There was indeed a small green here, and ‘borough’ usually indicates a Saxon fortification or, later, a unit of local government, but in this case, it might be derived from ‘barrow’, as there’s a tumulus in the village which has yielded Celtic and Roman remains. Before the 19th century it was a tiny and insignificant hamlet amid orchards, hop gardens, fields and sand, clay and ragstone quarries, at the point where a road from Gravesend to Hastings crossed an east-west route from Guildford to Maidstone paralleling the Downs. The latter is now the A25, a road perhaps best known for sharing its number with London’s orbital motorway, which superseded part of it. By the 17th century a cluster of coaching inns had appeared, but it wasn’t until the 1820s, after both roads had been turnpiked, that a distinct high street developed.

The settlement became more substantial after the London, Chatham and Dover Railway (LC&DR) opened a station just north of the village centre in 1874. By the end of the century several large farms nearby had been redeveloped and the area was populous enough to justify becoming part of Wrotham Urban District Council in 1894. The most dramatic expansion, however, followed World War II when reconstruction prompted the appearance of both large social housing estates and private developments, increasing the population from 400 in 1946 to 1,300 in 1982. This pattern of post-railway age developments is also typical of many outer London suburbs and Borough Green looks just like one, with a distinctly urban feel. That may be about to intensify as current strategic plans envisage a 3,000-home Borough Green Garden Village on tracts of former Metropolitan Green Belt.
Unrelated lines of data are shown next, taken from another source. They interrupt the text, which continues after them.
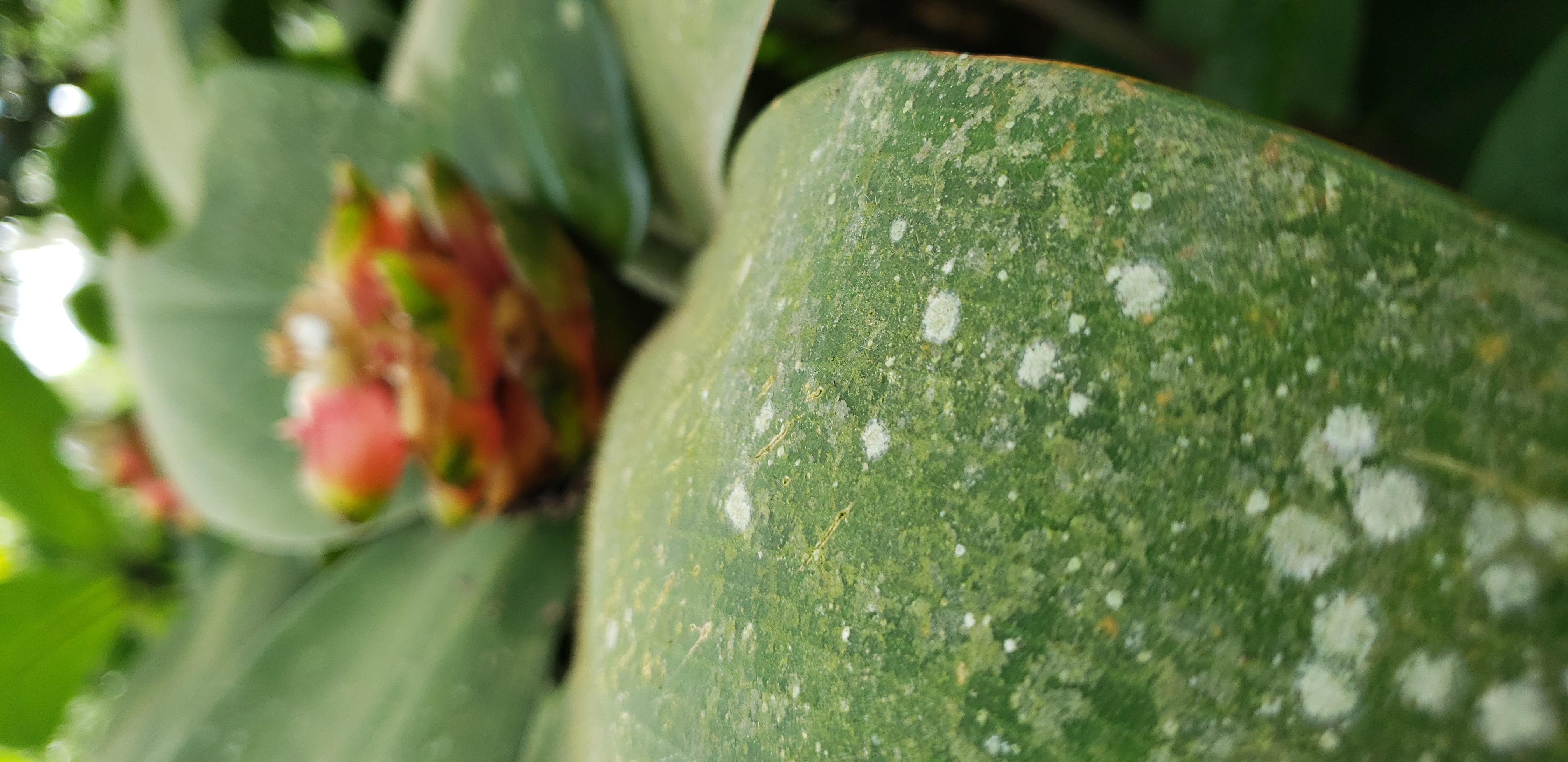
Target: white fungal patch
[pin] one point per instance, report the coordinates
(942, 317)
(570, 13)
(1256, 502)
(1431, 684)
(1349, 435)
(738, 507)
(1114, 599)
(764, 419)
(1510, 585)
(1346, 629)
(1304, 545)
(1515, 716)
(1141, 289)
(1547, 524)
(875, 440)
(1040, 361)
(1326, 694)
(1390, 505)
(996, 745)
(1489, 529)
Hunt’s Farmhouse, on the A25 opposite the Crouch Lane junction, is a mid-18th century Grade II-listed building, while the Black Horse pub dates from early coaching days. It opened in 1592 as the Black Bull, though has been rebuilt several times since: the current pub dates largely from the 1920s though the centre block preserves part of an earlier iteration. The trail swings off the main road along Station Road, passing a couple of rustic-looking Grade II-listed cottages: late 17th century Forge Cottage, a timber-framed ragstone building, and no 89 next-door, the remains of a 16th century hall house. At the next junction the high street is a few steps away to the left, while the station is to the right.

Borough Green's civilised station booking hall.
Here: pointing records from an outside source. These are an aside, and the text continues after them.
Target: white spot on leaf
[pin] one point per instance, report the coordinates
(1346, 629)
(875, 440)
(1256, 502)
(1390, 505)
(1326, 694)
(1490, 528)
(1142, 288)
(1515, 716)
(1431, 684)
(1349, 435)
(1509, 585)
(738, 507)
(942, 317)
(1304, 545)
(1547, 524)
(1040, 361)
It’s an indication of how the relative perception of Borough Green has shifted that when it opened the station was known only as Wrotham, even though it was a considerable distance from that village. It was shortly renamed Wrotham & Boro Green, but the names didn’t swap to the current Borough Green & Wrotham until 1962.
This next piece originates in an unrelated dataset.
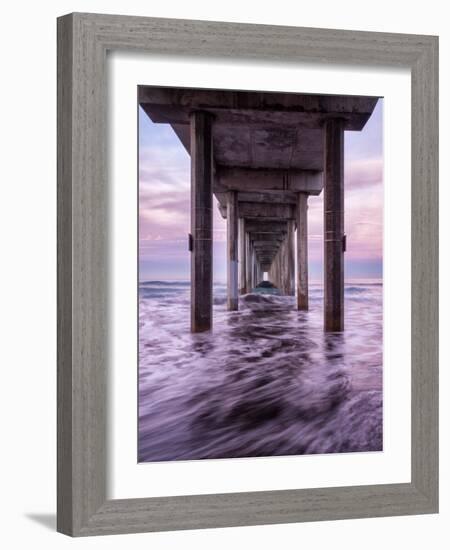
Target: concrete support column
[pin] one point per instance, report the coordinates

It’s on the Maidstone East line, originally a branch line from the LC&DR’s Sevenoaks line at Otford to Maidstone, but later extended to rejoin the company’s main line at Ashford. The cottagey red brick station building is original, and today looks rather incongruous amid car parks and a modern late-opening supermarket. There’s a welcoming touch, though, in the homely ticket office with its pot plants and second-hand books, and after a day’s walking through some of the more remote parts of west Kent, the conveniences of urban life may seem surprisingly welcome.